When the so-called hard-hitting interview turned into a cheap gotcha bait, Sen. John Fetterman did something too few in Washington do anymore: he held his ground. Instead of taking the scripted left-wing trap and calling President Trump names, Fetterman refused to indulge the hysteria and repeatedly pushed back on the premise of the questioning.
Katie Couric tried to steer the conversation toward alarmist labels and political theater, pressing Fetterman to brand Trump an autocrat and to denounce conservative figures in the aftermath of tragedy. The exchange exposed how legacy journalists reflexively reach for sensationalism rather than sober reporting, and Fetterman would not play along with the bait.

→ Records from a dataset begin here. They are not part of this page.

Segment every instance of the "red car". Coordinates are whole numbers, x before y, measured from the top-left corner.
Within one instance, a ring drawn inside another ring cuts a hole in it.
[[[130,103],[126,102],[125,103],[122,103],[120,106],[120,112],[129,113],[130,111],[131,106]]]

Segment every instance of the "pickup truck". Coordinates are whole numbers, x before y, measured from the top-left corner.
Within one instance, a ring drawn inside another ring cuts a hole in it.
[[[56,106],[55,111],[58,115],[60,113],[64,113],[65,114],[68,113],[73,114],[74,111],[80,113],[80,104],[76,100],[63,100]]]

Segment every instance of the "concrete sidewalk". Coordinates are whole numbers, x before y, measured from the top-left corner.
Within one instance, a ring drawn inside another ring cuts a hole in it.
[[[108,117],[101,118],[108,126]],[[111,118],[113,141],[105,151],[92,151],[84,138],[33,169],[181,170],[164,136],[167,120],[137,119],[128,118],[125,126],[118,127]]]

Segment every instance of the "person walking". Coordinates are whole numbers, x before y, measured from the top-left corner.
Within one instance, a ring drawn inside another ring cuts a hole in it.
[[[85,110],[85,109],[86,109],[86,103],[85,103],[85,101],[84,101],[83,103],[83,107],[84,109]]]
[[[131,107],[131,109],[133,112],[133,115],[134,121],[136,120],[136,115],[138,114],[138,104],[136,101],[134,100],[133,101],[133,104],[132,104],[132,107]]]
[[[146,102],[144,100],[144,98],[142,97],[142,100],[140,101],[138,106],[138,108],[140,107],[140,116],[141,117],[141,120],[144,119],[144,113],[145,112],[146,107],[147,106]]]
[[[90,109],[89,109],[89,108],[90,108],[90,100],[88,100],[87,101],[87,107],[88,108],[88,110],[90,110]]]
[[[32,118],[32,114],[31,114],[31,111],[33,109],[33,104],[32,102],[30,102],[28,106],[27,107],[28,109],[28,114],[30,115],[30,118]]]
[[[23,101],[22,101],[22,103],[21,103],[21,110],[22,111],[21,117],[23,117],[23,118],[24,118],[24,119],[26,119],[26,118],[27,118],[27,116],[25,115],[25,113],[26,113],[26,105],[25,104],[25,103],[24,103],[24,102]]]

Couric even pivoted to asking whether the late activist’s honors were “over the top” and whether his rhetoric should be blamed, a line of questioning that smelled like moral equivalence and blame-shifting. Fetterman answered the only decent way a public official can — by condemning violence outright and refusing to use a grieving moment to score cheap political points.
Fox’s Outnumbered panel was right to call the interview what it was: another example of the media twisting tragedy to divide Americans and to shame anyone who refuses to join their outrage mob. Conservative commentators on the show pointed out that this is exactly how the establishment press tries to manufacture consent and punish independent thinking.
Across the right, commentators thanked Fetterman for refusing to validate the very rhetoric that leads to violence, and they rightly excoriated the media for trying to frame grief as permission to vilify political opponents. The real story isn’t some manufactured feud between journalists and politicians — it’s the elite media’s ongoing campaign to stoke division and to excuse the unacceptable by pretending outrage is reasoned debate.
Hardworking Americans see through this game. They don’t want anchors and podcast hosts playing prosecutor with their emotions any more than they want elected officials fanning flames for ratings; they want leaders who protect free speech, condemn violence, and act with common sense rather than performative fury.
If we’re serious about restoring decency and unity, we have to stop rewarding the media’s worst instincts. Reject the outrage industrial complex, honor the victims without weaponizing their deaths, and demand journalism that reports facts instead of manufacturing division.